“Seven Sisters” Donate Kidneys

Loyola sets world record for kidney donations from a single organization

Kindness seems to be contagious at Loyola University Medical Center.

Five of the Maywood hospital's employees have donated kidneys to complete strangers since last year, and two others were good Samaritan kidney donors to casual acquaintances.

The altruistic donors -- nicknamed "The Seven Sisters of Loyola" -- appear to have set a world record for the most employees of a single company donating kidneys to non-relatives, hospital officials said Wednesday.

The women said they had no other motive for becoming living donors than to give others a second chance at life.

Kidneys are the most in-demand donor organs. Every year, thousands of Americans die while waiting for one.

The majority of transplanted kidneys come from deceased donors or from relatives or close friends who agree to donate to someone they know. So-called good Samaritan, or altruistic, donors are more rare.

Dr. Paul K. Whelton, president and chief executive officer of Loyola University Health System, said the Seven Sisters’ record-setting generosity "is just one of the many instances at Loyola in which our employees demonstrate their commitment to upholding our Catholic-Jesuit tradition of Magis, which challenges us to do more."

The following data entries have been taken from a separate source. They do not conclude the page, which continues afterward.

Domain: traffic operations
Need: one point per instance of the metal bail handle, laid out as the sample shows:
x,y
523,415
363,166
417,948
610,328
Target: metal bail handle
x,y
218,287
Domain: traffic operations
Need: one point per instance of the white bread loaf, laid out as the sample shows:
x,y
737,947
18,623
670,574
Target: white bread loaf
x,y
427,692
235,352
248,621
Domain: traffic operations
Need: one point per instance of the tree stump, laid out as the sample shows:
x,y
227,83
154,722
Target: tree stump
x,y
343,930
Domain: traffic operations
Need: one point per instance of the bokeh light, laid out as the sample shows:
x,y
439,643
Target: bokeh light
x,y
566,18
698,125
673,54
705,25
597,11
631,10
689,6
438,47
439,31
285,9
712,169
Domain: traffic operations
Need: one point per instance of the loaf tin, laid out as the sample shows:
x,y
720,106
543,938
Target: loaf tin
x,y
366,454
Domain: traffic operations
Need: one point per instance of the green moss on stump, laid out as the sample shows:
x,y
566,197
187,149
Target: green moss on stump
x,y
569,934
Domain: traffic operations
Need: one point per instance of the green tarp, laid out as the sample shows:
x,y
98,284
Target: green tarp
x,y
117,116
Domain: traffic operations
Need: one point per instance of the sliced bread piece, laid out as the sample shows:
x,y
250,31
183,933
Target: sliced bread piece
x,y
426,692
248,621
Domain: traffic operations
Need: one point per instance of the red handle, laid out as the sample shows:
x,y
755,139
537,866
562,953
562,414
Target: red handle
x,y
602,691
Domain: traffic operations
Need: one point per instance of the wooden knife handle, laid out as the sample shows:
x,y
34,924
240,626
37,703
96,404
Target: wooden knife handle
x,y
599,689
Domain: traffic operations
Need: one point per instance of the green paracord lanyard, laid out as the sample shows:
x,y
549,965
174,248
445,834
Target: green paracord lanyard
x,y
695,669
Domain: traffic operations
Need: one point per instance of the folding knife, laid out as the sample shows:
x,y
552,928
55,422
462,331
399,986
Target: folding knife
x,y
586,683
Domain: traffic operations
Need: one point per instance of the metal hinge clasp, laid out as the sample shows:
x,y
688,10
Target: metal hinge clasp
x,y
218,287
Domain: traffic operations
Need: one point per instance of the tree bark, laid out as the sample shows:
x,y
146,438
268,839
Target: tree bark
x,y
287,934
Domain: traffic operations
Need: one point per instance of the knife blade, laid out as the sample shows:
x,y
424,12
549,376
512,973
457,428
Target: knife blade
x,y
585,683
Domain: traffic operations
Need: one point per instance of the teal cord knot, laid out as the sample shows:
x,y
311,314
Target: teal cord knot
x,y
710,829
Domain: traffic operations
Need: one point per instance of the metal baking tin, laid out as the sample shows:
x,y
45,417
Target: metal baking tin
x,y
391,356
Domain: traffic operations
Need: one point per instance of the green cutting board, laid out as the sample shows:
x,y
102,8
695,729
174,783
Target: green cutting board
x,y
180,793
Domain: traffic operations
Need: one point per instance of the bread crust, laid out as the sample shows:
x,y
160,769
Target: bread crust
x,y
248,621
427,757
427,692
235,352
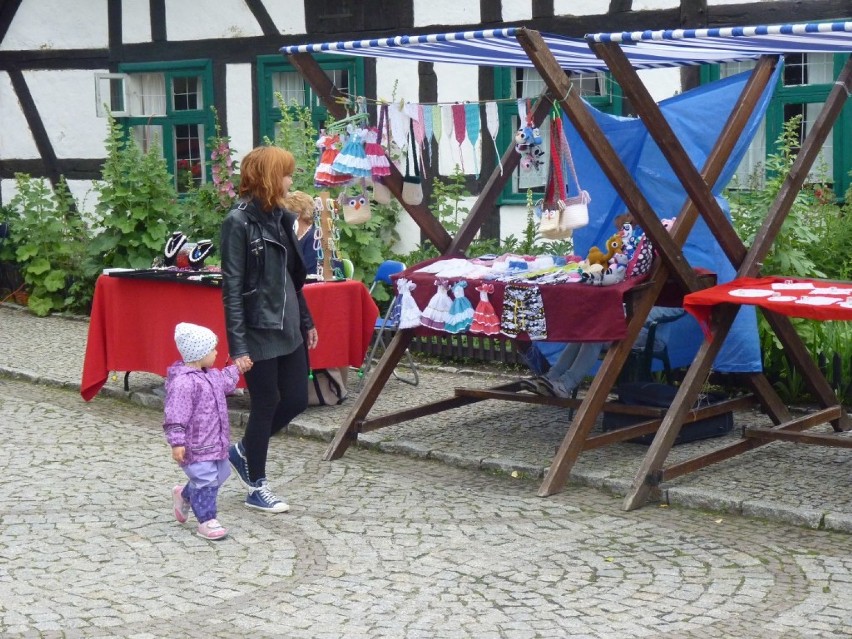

The first altruistic donor was Dr. Susan Hou, medical director of Loyola’s renal transplant program, who made headlines in 2002 when she gave a kidney to one of her patients, Hermelinda Gutierrez. At the time, she was believed to be the first U.S. physician to donate a kidney to a patient.

Hou said she got the idea to donate 30 years earlier when a close friend suffered kidney failure and needed a transplant.

Barbara Thomas, an administrative secretary in Loyola’s kidney transplant program, followed Hou’s lead when she donated a kidney to her 34-year-old tenant, James Love, in 2009.

The transplant allowed Love — who suffered from kidney failure as a result of sickle cell anemia --  to get off dialysis and get back to playing catch with his son and being able to “sit and talk with my daughter," he said.

"That stuff is priceless, and she gave it all back to me," Love said of Thomas.

Five other Loyola employees gave kidneys to complete strangers in 2010.

They are: credentialing coordinator Cristina Lamb, whose kidney went to a Rockford man; dental hygienist Jodi Tamen, whose kidney went to a poet in California; Dorothy Jambrosek, administrative director of the Graduate Medical Education Program; registered nurse Jane Thomas; and Cynthia Blakemore, manager of Loyola’s clinical laboratory department.